In LangChain, when you define a list of input-output examples, you can use different ExampleSelector strategies to dynamically choose which examples to include in a prompt based on the user’s current input. Although it may seem like you're just providing static examples, selectors like SimilarityExampleSelector and MMRExampleSelector use intelligent filtering. For instance,
- when the user inputs a new word such as "powerful", the selector first embeds this input and compares it to the embeddings of the inputs from your examples (like "happy", "strong", "sunny", etc.).
- Using semantic similarity (e.g., cosine distance), it ranks how closely related each example is to the user’s input and selects the most relevant ones
- For "powerful", it might choose the example "strong → weak" because it is semantically similar, while ignoring unrelated examples like "happy → sad".
- This dynamic selection helps tailor the prompt to the current task while staying within token limits.
- The process varies depending on the selector type—some prioritize relevance (SimilaritySelector), others balance diversity and similarity (MMRSelector), or simply choose the shortest fitting examples (LengthBasedSelector). This approach makes few-shot prompting more efficient, personalized, and effective.



In [8]:
from langchain_core.example_selectors import LengthBasedExampleSelector
from langchain_core.prompts import FewShotPromptTemplate, PromptTemplate

# Examples of a pretend task of creating antonyms.
examples = [
    {"input": "happy", "output": "sad"},
    {"input": "tall", "output": "short"},
    {"input": "energetic", "output": "lethargic"},
    {"input": "sunny", "output": "gloomy"},
    {"input": "windy", "output": "calm"},
]

example_prompt = PromptTemplate(
    input_variables=["input", "output"],
    template="Input: {input}\nOutput: {output}",
)
example_selector = LengthBasedExampleSelector(
    examples=examples,
    example_prompt=example_prompt,
    max_length=25,  # The maximum length that the formatted examples should be.
)
dynamic_prompt = FewShotPromptTemplate(
    example_selector=example_selector,
    example_prompt=example_prompt,
    prefix="Give the antonym of every input",
    suffix="Input: {adjective}\nOutput:",
    input_variables=["adjective"],
)

In [9]:
print(dynamic_prompt.format(adjective="big"))
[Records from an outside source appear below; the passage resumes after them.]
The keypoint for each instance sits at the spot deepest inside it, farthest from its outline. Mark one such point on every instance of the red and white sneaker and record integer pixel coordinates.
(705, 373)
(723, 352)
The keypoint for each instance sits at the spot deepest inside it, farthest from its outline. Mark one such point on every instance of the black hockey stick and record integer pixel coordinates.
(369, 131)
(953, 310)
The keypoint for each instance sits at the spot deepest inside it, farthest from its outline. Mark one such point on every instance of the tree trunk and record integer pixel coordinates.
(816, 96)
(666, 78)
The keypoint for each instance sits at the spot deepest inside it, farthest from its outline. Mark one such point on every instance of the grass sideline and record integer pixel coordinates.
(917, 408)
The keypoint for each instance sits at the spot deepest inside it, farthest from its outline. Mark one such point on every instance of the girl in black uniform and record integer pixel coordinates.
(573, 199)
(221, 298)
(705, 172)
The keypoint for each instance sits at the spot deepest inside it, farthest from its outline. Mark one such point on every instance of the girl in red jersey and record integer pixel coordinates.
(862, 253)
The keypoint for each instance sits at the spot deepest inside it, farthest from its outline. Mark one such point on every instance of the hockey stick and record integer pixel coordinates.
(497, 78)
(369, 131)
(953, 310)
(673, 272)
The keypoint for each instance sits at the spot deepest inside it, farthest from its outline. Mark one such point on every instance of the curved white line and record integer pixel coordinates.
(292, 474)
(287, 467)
Give the antonym of every input

Input: happy
Output: sad

Input: tall
Output: short

Input: energetic
Output: lethargic

Input: sunny
Output: gloomy

Input: windy
Output: calm

Input: big
Output:


In [10]:
long_string = "big and huge and massive and large and gigantic and tall and much much much much much bigger than everything else"
print(dynamic_prompt.format(adjective=long_string))

Give the antonym of every input

Input: happy
Output: sad

Input: big and huge and massive and large and gigantic and tall and much much much much much bigger than everything else
Output:


### Output parsers

Output parsers are responsible for taking the output of an LLM and transforming it to a more suitable format. This is very useful when you are using LLMs to generate any form of structured data, or to normalize output from chat models and LLMs.

LangChain has lots of different types of output parsers. This is a [list](https://python.langchain.com/v0.2/docs/concepts/#output-parsers) of output parsers LangChain supports. In this lab, you will use the following two output parsers as examples:

- `JSON`: Returns a JSON object as specified. You can specify a Pydantic model and it will return JSON for that model. Probably the most reliable output parser for getting structured data that does NOT use function calling.
- `CSV`: Returns a list of comma separated values.